E-Sports Can Be the Next Big Online Gambling Thing
Posted: October 4, 2012
Updated: October 4, 2017
Males between 18 and 24 are more interested in e-sports than in online casinos.
American internet casino websites still attract large crowds, but the demographics look a bit scary: about 60 percent of gamblers are over 50 years of age.
However, a growing number of young people aged between 18 and 24 years, mostly males, are interested in competitions involving video games. They arrange competitions and form leagues known as e-Sports.
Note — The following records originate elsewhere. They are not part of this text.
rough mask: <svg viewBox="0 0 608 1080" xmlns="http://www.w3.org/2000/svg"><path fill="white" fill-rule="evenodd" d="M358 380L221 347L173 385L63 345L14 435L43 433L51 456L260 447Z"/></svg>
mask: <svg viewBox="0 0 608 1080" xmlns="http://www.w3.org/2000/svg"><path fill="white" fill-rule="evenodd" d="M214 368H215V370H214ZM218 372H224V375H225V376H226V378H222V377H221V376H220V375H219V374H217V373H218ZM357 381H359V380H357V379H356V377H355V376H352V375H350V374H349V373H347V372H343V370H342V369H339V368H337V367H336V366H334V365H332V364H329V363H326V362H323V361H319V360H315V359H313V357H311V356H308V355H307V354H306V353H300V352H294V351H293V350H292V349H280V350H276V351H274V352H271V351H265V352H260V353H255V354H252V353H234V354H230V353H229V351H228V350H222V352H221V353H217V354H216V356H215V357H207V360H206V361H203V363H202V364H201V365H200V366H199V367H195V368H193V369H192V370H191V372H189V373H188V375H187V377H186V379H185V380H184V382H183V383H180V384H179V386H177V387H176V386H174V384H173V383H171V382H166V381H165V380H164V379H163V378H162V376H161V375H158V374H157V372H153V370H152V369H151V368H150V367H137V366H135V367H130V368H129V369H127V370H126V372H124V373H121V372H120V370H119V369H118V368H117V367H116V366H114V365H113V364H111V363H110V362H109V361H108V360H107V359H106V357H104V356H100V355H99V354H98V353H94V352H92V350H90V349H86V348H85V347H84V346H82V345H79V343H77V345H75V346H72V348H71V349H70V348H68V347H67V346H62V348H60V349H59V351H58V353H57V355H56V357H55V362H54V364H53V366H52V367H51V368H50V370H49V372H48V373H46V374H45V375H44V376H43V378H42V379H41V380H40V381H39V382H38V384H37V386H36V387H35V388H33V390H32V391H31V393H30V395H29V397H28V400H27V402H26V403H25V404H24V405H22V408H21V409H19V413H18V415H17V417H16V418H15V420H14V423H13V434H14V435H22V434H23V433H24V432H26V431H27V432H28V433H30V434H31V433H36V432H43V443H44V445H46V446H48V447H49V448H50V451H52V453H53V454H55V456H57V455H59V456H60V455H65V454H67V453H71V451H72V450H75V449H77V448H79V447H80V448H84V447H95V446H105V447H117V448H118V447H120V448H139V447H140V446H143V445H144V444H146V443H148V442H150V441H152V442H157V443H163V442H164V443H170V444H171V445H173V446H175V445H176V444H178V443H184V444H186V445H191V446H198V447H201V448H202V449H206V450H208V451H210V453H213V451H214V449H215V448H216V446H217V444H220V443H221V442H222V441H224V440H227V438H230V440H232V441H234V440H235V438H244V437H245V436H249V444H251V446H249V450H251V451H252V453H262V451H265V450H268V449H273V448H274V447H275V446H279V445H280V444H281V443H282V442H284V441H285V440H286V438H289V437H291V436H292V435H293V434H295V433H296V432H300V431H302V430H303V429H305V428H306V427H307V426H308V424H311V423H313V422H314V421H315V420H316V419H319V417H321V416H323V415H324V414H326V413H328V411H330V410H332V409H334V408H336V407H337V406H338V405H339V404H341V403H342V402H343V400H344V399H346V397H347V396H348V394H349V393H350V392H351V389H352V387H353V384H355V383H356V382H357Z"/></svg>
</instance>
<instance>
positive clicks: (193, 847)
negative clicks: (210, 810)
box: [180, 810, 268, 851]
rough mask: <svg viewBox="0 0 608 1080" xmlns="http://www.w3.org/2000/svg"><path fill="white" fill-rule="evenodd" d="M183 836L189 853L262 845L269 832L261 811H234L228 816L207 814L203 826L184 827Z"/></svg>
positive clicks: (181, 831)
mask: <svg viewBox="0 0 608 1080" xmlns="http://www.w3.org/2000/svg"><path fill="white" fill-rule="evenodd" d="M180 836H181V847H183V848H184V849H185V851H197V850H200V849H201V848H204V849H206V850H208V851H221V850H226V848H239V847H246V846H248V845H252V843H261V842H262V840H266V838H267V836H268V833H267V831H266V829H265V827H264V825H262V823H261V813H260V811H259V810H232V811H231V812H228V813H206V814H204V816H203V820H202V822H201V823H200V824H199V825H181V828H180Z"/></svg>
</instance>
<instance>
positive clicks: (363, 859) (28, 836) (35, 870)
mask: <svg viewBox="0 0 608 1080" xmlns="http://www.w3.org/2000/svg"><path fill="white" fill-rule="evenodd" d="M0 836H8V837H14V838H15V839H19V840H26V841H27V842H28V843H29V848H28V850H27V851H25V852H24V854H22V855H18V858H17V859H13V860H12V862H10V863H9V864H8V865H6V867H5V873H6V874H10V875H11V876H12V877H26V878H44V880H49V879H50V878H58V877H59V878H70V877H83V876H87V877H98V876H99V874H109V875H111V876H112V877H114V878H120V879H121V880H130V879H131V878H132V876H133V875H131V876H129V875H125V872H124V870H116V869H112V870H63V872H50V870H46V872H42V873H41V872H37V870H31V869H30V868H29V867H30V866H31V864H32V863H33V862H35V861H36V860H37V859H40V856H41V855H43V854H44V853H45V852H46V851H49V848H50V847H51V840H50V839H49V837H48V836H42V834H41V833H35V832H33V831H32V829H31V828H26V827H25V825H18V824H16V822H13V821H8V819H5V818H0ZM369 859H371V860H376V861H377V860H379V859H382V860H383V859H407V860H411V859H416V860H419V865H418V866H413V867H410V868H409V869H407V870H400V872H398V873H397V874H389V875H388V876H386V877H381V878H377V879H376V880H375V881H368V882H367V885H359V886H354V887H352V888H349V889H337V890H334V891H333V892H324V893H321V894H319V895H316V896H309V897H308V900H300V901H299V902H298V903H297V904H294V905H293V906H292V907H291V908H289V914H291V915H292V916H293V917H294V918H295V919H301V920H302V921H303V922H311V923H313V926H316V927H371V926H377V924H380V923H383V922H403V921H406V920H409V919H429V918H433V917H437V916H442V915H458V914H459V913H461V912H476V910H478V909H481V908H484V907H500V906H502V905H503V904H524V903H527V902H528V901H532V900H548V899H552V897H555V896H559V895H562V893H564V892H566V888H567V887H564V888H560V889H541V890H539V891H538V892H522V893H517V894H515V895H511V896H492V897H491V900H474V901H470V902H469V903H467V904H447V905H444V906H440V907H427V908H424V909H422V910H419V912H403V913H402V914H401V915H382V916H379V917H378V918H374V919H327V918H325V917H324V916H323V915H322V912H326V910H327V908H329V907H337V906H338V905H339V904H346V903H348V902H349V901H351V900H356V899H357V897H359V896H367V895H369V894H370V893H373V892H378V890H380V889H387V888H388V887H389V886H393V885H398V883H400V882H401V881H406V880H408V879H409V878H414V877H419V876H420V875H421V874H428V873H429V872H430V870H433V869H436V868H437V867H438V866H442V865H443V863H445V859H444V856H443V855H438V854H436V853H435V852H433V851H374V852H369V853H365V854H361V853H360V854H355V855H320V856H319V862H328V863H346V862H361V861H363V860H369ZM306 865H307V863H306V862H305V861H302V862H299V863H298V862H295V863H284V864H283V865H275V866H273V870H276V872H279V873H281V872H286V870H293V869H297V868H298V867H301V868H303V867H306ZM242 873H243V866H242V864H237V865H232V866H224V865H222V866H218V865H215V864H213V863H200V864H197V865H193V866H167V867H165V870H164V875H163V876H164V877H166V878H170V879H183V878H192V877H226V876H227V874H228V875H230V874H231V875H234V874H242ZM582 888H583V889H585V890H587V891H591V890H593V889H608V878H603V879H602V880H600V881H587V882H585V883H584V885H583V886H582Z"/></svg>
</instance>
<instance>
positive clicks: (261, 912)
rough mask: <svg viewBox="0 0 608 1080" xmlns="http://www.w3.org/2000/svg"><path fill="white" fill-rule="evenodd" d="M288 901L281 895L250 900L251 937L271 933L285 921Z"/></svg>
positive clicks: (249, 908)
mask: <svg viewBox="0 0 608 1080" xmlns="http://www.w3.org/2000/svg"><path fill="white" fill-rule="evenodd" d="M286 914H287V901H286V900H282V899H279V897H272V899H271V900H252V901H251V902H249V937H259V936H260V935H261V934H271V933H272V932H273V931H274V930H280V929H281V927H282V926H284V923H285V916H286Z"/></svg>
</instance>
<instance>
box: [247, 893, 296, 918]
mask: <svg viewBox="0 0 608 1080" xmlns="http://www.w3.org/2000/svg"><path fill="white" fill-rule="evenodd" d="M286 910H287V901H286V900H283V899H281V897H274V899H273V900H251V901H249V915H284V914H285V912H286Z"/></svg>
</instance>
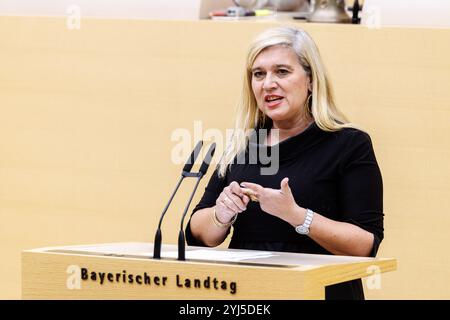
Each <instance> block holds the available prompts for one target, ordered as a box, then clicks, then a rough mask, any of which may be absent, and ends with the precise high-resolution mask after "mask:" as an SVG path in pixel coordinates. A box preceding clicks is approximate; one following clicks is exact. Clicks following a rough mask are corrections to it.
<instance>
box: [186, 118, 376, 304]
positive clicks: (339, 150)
mask: <svg viewBox="0 0 450 320" xmlns="http://www.w3.org/2000/svg"><path fill="white" fill-rule="evenodd" d="M256 136H258V135H256ZM253 147H256V149H257V150H258V151H260V152H261V153H260V154H269V155H271V153H272V154H274V152H275V151H276V150H275V148H278V152H279V165H278V167H279V170H278V172H277V173H276V174H272V175H264V174H261V169H262V168H264V167H266V168H267V167H269V166H271V165H272V164H267V162H263V163H266V164H262V163H261V162H262V161H259V160H257V161H256V163H255V161H250V160H251V159H252V158H251V157H252V155H254V154H255V152H253V151H254V149H252V148H253ZM261 148H265V149H264V150H261ZM264 152H266V153H264ZM246 159H247V161H245V164H242V161H239V164H238V163H237V161H236V160H235V163H234V164H232V165H231V168H230V170H229V171H227V174H226V176H225V178H223V179H221V178H219V177H218V175H217V169H216V172H214V173H213V175H212V177H211V179H210V181H209V183H208V185H207V186H206V188H205V193H204V194H203V197H202V198H201V200H200V202H199V203H198V204H197V206H196V207H195V209H194V210H193V214H194V213H195V212H196V211H197V210H199V209H203V208H209V207H212V206H214V205H215V202H216V199H217V198H218V196H219V194H220V193H221V192H222V190H223V188H225V187H226V186H228V185H229V184H230V183H231V182H232V181H236V182H238V183H241V182H243V181H247V182H253V183H257V184H260V185H262V186H263V187H269V188H274V189H280V183H281V180H282V179H283V178H285V177H289V186H290V188H291V190H292V194H293V195H294V198H295V200H296V202H297V204H298V205H300V206H301V207H303V208H309V209H311V210H313V211H314V212H317V213H319V214H321V215H323V216H325V217H327V218H330V219H333V220H336V221H343V222H348V223H352V224H355V225H357V226H359V227H361V228H363V229H365V230H367V231H369V232H371V233H373V235H374V244H373V249H372V252H371V256H372V257H374V256H375V255H376V253H377V250H378V247H379V245H380V242H381V241H382V239H383V186H382V178H381V173H380V170H379V167H378V164H377V161H376V158H375V154H374V151H373V147H372V143H371V139H370V137H369V135H368V134H366V133H365V132H363V131H360V130H357V129H343V130H340V131H337V132H326V131H323V130H321V129H320V128H319V127H318V126H317V125H316V124H315V123H313V124H311V125H310V126H309V127H308V128H307V129H306V130H304V131H303V132H302V133H300V134H298V135H296V136H293V137H290V138H289V139H287V140H284V141H282V142H280V143H279V144H278V145H277V146H273V147H268V146H266V145H262V144H258V143H256V144H253V143H249V146H247V150H246ZM252 163H253V164H252ZM313 223H314V222H313ZM233 227H234V232H233V236H232V238H231V241H230V245H229V247H230V248H237V249H252V250H268V251H283V252H298V253H312V254H331V253H330V252H328V251H327V250H326V249H324V248H323V247H321V246H320V245H319V244H317V243H316V242H314V241H313V240H312V239H311V238H309V237H308V236H304V235H300V234H298V233H296V232H295V230H294V228H293V227H292V226H291V225H290V224H289V223H287V222H285V221H283V220H281V219H279V218H277V217H275V216H272V215H270V214H267V213H265V212H263V211H262V210H261V208H260V206H259V204H258V203H257V202H250V203H249V204H248V205H247V210H246V211H245V212H243V213H241V214H239V215H238V218H237V220H236V222H235V223H234V225H233ZM186 238H187V242H188V244H189V245H197V246H202V245H203V244H202V243H201V242H199V241H198V240H197V239H195V238H194V237H193V236H192V233H191V231H190V224H189V223H188V225H187V228H186ZM325 298H326V299H364V292H363V287H362V283H361V280H360V279H358V280H352V281H349V282H345V283H340V284H336V285H332V286H328V287H326V290H325Z"/></svg>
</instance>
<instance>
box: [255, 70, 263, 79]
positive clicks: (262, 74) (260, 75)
mask: <svg viewBox="0 0 450 320" xmlns="http://www.w3.org/2000/svg"><path fill="white" fill-rule="evenodd" d="M263 76H264V72H262V71H255V72H253V77H255V78H262V77H263Z"/></svg>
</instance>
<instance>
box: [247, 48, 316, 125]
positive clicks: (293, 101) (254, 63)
mask: <svg viewBox="0 0 450 320" xmlns="http://www.w3.org/2000/svg"><path fill="white" fill-rule="evenodd" d="M309 88H310V79H309V77H308V75H307V74H306V72H305V70H304V69H303V67H302V66H301V65H300V63H299V62H298V59H297V56H296V54H295V53H294V51H293V49H291V48H289V47H285V46H280V45H279V46H273V47H268V48H266V49H264V50H263V51H261V53H260V54H259V55H258V56H257V57H256V59H255V62H254V63H253V66H252V89H253V94H254V95H255V99H256V102H257V104H258V108H259V109H260V110H261V111H262V112H264V113H265V114H266V116H268V117H269V118H271V119H272V120H273V122H274V124H275V125H276V124H277V123H278V124H282V123H286V124H289V123H292V124H294V123H296V122H297V121H301V120H302V116H303V114H304V112H303V108H304V105H305V102H306V98H307V97H308V89H309Z"/></svg>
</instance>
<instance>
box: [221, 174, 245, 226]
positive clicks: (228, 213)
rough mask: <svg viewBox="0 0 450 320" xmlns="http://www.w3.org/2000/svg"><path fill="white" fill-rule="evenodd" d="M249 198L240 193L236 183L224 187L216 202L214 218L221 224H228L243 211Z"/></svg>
mask: <svg viewBox="0 0 450 320" xmlns="http://www.w3.org/2000/svg"><path fill="white" fill-rule="evenodd" d="M249 201H250V198H249V197H248V196H247V195H245V194H244V193H243V192H242V188H241V187H240V186H239V184H238V183H237V182H236V181H233V182H232V183H230V184H229V185H228V186H227V187H225V188H224V189H223V191H222V193H221V194H220V195H219V197H218V198H217V200H216V217H217V219H218V220H219V221H220V222H222V223H229V222H230V221H231V220H232V219H233V217H234V216H235V215H236V214H238V213H241V212H243V211H245V210H246V209H247V204H248V203H249Z"/></svg>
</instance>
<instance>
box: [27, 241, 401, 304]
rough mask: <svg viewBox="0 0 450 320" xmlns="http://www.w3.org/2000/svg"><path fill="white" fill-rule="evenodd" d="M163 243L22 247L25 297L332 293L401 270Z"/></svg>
mask: <svg viewBox="0 0 450 320" xmlns="http://www.w3.org/2000/svg"><path fill="white" fill-rule="evenodd" d="M177 253H178V251H177V246H175V245H163V246H162V259H161V260H154V259H152V258H151V256H152V254H153V245H152V244H149V243H110V244H98V245H84V246H65V247H48V248H40V249H34V250H26V251H24V252H23V253H22V297H23V298H24V299H186V300H188V299H189V300H190V299H286V300H287V299H324V298H325V286H328V285H331V284H336V283H340V282H344V281H349V280H352V279H357V278H363V277H369V276H371V277H380V275H379V274H380V273H383V272H387V271H392V270H395V269H396V260H395V259H383V258H363V257H347V256H330V255H312V254H299V253H281V252H268V251H254V250H234V249H218V248H203V247H187V248H186V259H187V260H186V261H178V260H177Z"/></svg>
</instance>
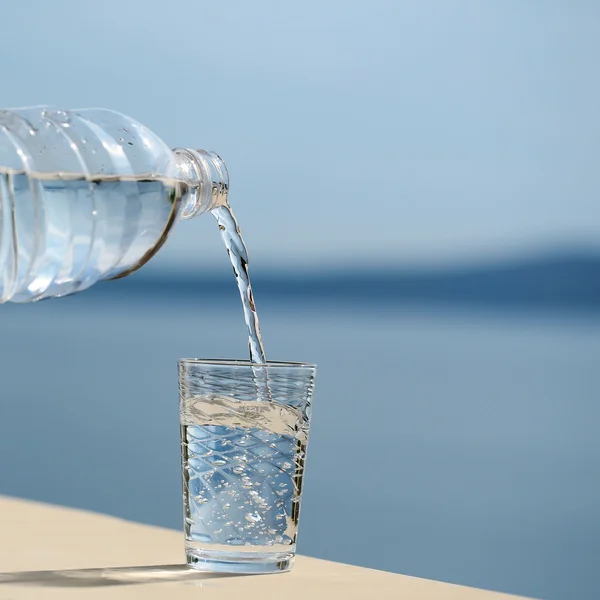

The genre also involves the broadcast of live and online streaming of matches in popular titles, such as StarCraft II, League of Legends, and Diablo III.
Games on social network sites, such as Zynga’s Texas HoldEm Poker generated a huge crowd of followers, the amount of response they create on Facebook is second only to the site itself.
E-sports and social gaming experts Alan Mcglade and Corey Wade wrote an article for Forbes about the emerging market and its possibilities in internet betting in United States.
The study emphasizes: “That does not mean wager-based entertainment is unappealing to younger people, it is only that it is manifesting itself in a new way.”
The article explains: “It represents a major cultural and economic shift from old-world, physical forms of entertainment with limited availability to easily accessible virtual entertainment in the online space. It is a shift that breaks along generational lines, aided by [PC, laptop, tablet and mobile] technology that is increasingly integrated into every aspect of our lives.”
The article goes on saying: “At first glance, a video game where Terrans and Aliens battle one another in space seems to share little in common with a card game. But not everyone sees it that way. A company called Playhem has built a social wagering and competitive gaming website offering a common platform for head-to-head game play and the streaming of matches.”
Playhem co-founder Keith Swan adds: “We see online poker as much closer to a real-time strategy video game than a physical game of table poker.”
The potential of the market is huge, but the legal background is confusing at best. The industry is eager to know whether American gambling laws will allow putting real-money bets on e-sports events. If yes, we predict a growth at an amazing speed.